#  > 【巍峨峻山】 公告服務區 >  > 肉球蓋印處 >  >  嗨嗨~ 來報到了

## 火焰翼星

嗨嗨大家好~~
我是火焰翼星  owo////
其實叫我翼星就可以了只是打名字時沒想那麼多XDD
算是昨天就註冊了只是拖到現在才來報到 ~
希望在這可以和各位好好相處~
也請各位多指教了 >w<
一起玩吧!!耶!!!

----------


## 艾萊維亞拉

翼星你好~
這裡是艾萊!請多多指教~
交朋友的最好方法就時神奇又危險(?)的聊天室拉
那邊有各式各樣的獸喲!
但是請注意言行舉止不然會被板龜拍打(?)
最後祝你在狼之樂園玩得愉快!

----------


## 天狼貓

歡迎， 翼星！
我是天狼貓！這裡的獸都很友善，有空時到下面的聊天室跟大家聊天或玩！
祝你在狼之樂園玩得快樂！  :Very Happy:

----------


## 孤寂白虎

翼星歡迎你啊!
我是冰虎族的孤寂白虎，喊我阿虎即可！
這裡的獸都很友善喔！
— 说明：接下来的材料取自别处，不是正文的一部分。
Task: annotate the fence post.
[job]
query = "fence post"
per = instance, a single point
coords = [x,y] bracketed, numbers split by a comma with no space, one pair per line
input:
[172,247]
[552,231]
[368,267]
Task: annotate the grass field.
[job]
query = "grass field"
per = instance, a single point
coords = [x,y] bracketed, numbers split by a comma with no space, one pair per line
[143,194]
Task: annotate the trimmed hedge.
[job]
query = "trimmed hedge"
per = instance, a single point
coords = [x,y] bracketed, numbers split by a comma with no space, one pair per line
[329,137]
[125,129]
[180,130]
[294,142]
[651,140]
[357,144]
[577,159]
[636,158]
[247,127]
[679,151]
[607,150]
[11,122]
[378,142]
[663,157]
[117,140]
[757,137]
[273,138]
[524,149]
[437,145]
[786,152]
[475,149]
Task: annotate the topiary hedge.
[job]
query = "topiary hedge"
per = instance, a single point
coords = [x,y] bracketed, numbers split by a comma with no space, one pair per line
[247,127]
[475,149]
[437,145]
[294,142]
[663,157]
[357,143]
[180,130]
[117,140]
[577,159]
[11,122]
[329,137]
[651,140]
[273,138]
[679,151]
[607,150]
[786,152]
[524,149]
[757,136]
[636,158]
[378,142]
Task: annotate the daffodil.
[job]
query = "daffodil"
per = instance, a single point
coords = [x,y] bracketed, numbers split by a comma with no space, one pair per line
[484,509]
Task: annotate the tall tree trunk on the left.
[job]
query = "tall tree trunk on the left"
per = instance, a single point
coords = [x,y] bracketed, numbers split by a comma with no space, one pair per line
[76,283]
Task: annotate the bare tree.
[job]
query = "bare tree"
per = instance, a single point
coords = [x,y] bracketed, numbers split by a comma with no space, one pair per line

有空可以來聊天室大家一起聊天，有時會看到危險（？）的事喔！
最後要去注意一下版規喔！不然被神獸逞罰大家救不了你（？）
祝你在狼樂玩得愉快！

----------


## 曜狼

翼星午安~~我是曜狼（曜的讀音同耀）
這麼快就能招呼新獸好開心嗷嗚AwA
希望能知道你的所屬種族，或…任何可以嗷嗷的事情（？）
總之先歡迎你來到狼之樂園，以下是根據本狼不負責任的不客觀分析…（被毆）

樂園有兩塊地，
比較大塊的是各獸們巡禮的地方，也就是聖地！
所以常要端視自己言行，確保不對他獸造成困擾，先去拜訪版龜是為上策（？）

較小塊的是各獸們喝茶聊天看天空的愜意之地，也是各種有如枕頭戰般激烈又無害的戰場（誤）
聊天室相對言行比較放鬆得多，但也是一樣有版龜在管理嗷！

各獸們的內心也都千奇百怪，在樂園就是展現自己獸的一面，有任何奇怪之處往往有其理由
因此請不吝展現自己，一定有獸不能接受，卻也一定有獸能接受，如果都沒有，*本狼接受！*
祝你玩得愉快嗷！

----------


## 白瞳

翼星安安Owo/
我是白瞳，也可以叫我好吃的白醬(?
興趣是繪圖 現在處於渣渣狀態(
這裡的獸都很和善的~
但是惹到他們就不一定了(? 這點要注意一下就是(??
有時間可以到下面的聊天室坐坐Owo/
晚上比較多獸會出沒(?
當然也要注意版規 不然版規神獸會咬你的(咦
最後祝你在這裡玩的開心Owo/

----------


## 帝嵐

翼星你好啊～
這裡是銀星 叫我阿銀就可以了
喜歡自稱銀某
歡迎在這裡找到屬於你的天地喔
也歡迎去首頁最底下的聊天室
那麼也在此提醒小心版規喔
最後歡迎來到狼之樂園！

（p.s你的名字是不是看貓戰士啟發來的owo?像我的就是喔：3

----------


## 傑克

翼星你好，我是傑克OwO
目前個獸正在練習繪畫(看那悲劇的頭圖
看來要畫得好還得要一番功夫(離題惹
話說如果想多認識一些獸，歡迎來聊天室坐坐OwO
地址在首頁正下方
只要小心別踩到板龜的尾巴歐:3

最後，歡迎你來到這個神奇的地方(?

----------


## 月光銀牙

翼星夜安~

我是銀芽，歡迎來到狼樂~(搖尾

要注意板歸神獸喔~

如果想跟大家快速混熟可以到聊天室喔

以上

----------


## 火焰翼星

大家都好熱情XDD
讓我有點不好意思www'''
我會注意不踩到神龜的
也希望在聊天室害大家處的愉快 ><

----------